The code for the Subformer, from the EMNLP 2021 Findings paper: "Subformer: Exploring Weight Sharing for Parameter Efficiency in Generative Transformers", by Machel Reid, Edison Marrese-Taylor, and Yutaka Matsuo

Machel Reid

Last update: Dec 27, 2022

Related tags

Overview

Subformer

This repository contains the code for the Subformer. To help overcome this we propose the Subformer, allowing us to retain performance while reducing parameters in generative Transformers from 25% ~ 70%. The Subformer consists of the following two techniques:

Sandwich-style parameter sharing, in which we share all the layers in a block except the first and last.
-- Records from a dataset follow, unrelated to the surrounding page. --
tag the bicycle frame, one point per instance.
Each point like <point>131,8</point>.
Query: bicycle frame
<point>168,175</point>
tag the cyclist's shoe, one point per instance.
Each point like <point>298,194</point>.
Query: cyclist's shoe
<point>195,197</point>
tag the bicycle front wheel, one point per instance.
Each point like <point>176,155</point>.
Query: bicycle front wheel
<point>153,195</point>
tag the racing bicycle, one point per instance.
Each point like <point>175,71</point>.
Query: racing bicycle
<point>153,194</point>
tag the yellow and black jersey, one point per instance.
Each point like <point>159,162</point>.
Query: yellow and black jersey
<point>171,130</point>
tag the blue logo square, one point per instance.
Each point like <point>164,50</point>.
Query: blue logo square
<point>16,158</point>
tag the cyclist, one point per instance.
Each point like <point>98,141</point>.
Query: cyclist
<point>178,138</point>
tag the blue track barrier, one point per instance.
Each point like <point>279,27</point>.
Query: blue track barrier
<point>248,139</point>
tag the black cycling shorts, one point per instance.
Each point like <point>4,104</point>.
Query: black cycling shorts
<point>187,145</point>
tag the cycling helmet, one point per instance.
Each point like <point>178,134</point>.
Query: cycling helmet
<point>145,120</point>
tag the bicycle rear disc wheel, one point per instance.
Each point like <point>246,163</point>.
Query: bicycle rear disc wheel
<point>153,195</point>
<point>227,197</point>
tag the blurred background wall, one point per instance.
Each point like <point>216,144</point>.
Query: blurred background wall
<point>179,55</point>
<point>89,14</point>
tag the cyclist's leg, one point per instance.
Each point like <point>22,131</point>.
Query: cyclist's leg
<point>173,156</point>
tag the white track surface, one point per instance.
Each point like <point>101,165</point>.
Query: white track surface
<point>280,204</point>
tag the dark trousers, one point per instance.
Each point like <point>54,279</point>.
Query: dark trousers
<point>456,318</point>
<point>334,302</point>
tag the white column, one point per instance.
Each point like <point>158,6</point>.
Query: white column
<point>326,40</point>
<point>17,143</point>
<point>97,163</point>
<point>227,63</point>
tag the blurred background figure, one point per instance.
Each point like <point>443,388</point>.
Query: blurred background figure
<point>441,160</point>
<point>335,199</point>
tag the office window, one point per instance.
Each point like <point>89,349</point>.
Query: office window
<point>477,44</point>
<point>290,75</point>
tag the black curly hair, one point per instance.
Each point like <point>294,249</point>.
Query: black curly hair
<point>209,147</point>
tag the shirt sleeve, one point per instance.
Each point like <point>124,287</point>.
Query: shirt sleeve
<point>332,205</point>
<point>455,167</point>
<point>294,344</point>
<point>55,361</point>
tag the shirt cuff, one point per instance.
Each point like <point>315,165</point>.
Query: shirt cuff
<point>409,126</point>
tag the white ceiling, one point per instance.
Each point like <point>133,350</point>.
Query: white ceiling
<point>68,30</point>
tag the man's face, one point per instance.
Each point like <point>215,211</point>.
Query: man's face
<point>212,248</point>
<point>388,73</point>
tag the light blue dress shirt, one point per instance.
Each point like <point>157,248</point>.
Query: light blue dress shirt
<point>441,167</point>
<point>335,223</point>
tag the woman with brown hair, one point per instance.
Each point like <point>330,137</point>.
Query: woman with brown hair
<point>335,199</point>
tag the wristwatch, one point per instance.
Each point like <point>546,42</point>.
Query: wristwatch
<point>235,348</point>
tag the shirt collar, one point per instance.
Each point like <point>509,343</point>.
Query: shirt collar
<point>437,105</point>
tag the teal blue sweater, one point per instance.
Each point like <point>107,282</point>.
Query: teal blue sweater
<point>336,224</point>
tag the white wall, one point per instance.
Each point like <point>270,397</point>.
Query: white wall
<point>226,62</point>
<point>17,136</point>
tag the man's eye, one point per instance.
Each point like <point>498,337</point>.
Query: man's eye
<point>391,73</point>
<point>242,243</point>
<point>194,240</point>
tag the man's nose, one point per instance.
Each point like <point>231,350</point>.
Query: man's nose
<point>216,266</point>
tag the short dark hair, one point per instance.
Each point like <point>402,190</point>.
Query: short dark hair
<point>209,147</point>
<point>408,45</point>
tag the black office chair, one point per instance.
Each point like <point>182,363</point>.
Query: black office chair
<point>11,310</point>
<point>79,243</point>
This allows us the use the central shared layers --"sandwich module" -- as a large representation learner (similar to BERT vs ALBERT) while the input and output model layers are able to focus on more specific representations for token prediction/generation while maintaining performance.
For our sequence to sequence tasks, we also introduce SAFE (self-attentive factorized embeddings), which help us reduce embedding parameters significantly, while still retaining performance.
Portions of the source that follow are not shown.